The first part of the work centered on two major functions carried out by bacteria in the digestive tract: breaking down complex carbohydrates and fermenting excess proteins.
“We checked out the potential of the various bacterial groups that use these metabolites,” Mande explains. “Then we looked to linking them to multiple health conditions; and based on these functional links, we could devise a way to assess gut health.”
Towards personalized healthcare
After making the initial connections, the TCS researchers cross-referenced their work with hundreds of publicly available data sets, and found that the Gut Health Score could indeed indicate a wide range of conditions including Inflammatory Bowel Disease, respiratory disorders like asthma, renal disorders, different types of cancers as well as brain disorders like Parkinson’s disease and many others.
The next phase of the work focuses on improving the accuracy of these predictions by incorporating additional functional roles of microbes and their relationships with different disorders.
It’s not difficult to imagine the real-world applications of such technology.
This non-invasive technology has the potential to dramatically simplify many routine diagnostics and screening procedures. Take the case of colon cancer screening. In the UK, where the disease affects about 1 in 20 people during their lifetime, the over 55 year are called for routine bowel cancer screening. Mande sees the potential for a stool-sample analysis to reduce the need for invasive and time-consuming inspections of the inside of the tract, like colonoscopy, that are currently carried out.
Routine stool sample analysis is also used as an indicator for colon cancer, but at present that only checks for the presence of blood in stools. Mande envisages a simple Gut Health Score check that uses stool samples to give an indication of the microbiome and associated risks as an initial step. And not only cancer, the potential of the same stool test to diagnose the risk of other medical conditions could also be far-reaching.
“This test will provide the first indications and suggest the person go for future tests,” Mande says. “Based on the score we can say what the likely outcomes are and what checkups may be needed.”

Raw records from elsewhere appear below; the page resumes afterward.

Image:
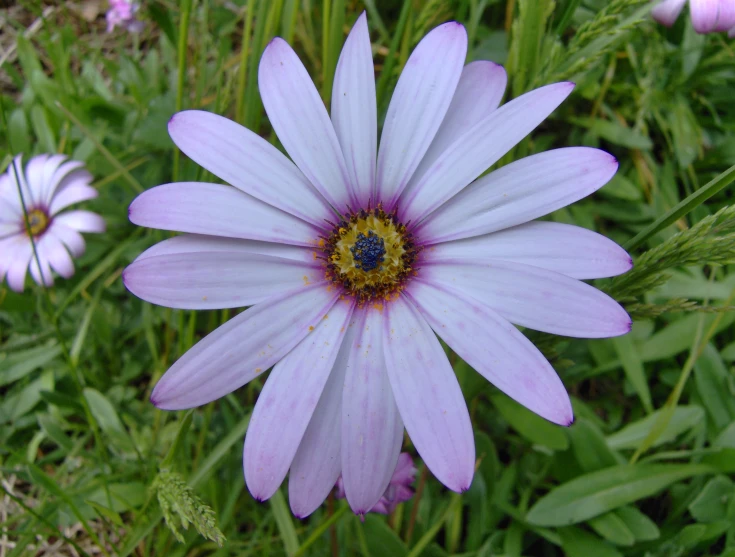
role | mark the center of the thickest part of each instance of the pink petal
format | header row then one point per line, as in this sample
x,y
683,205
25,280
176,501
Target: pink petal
x,y
704,15
418,106
82,221
191,243
218,210
495,348
72,239
318,463
301,122
667,11
428,396
479,148
242,348
533,297
248,162
372,430
287,402
354,112
519,192
570,250
216,280
479,92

With the technological advances and rapidly declining costs of DNA sequencing platforms, it will be possible to routinely sequence gut microbial communities in the near future. Using TCS’ gut health assessment method on such DNA sequence data will provide clues on the health of an individual and enable low-cost, non-invasive health monitoring. This will further help healthcare professionals and doctors to suggest personalized medical interventions and therapeutic regimes, and even take a step towards preventive healthcare.
“This is the first indication that will help the person go for future tests,” Mande says. “Based on the score we can say what the likely outcomes are and what checkups are needed.”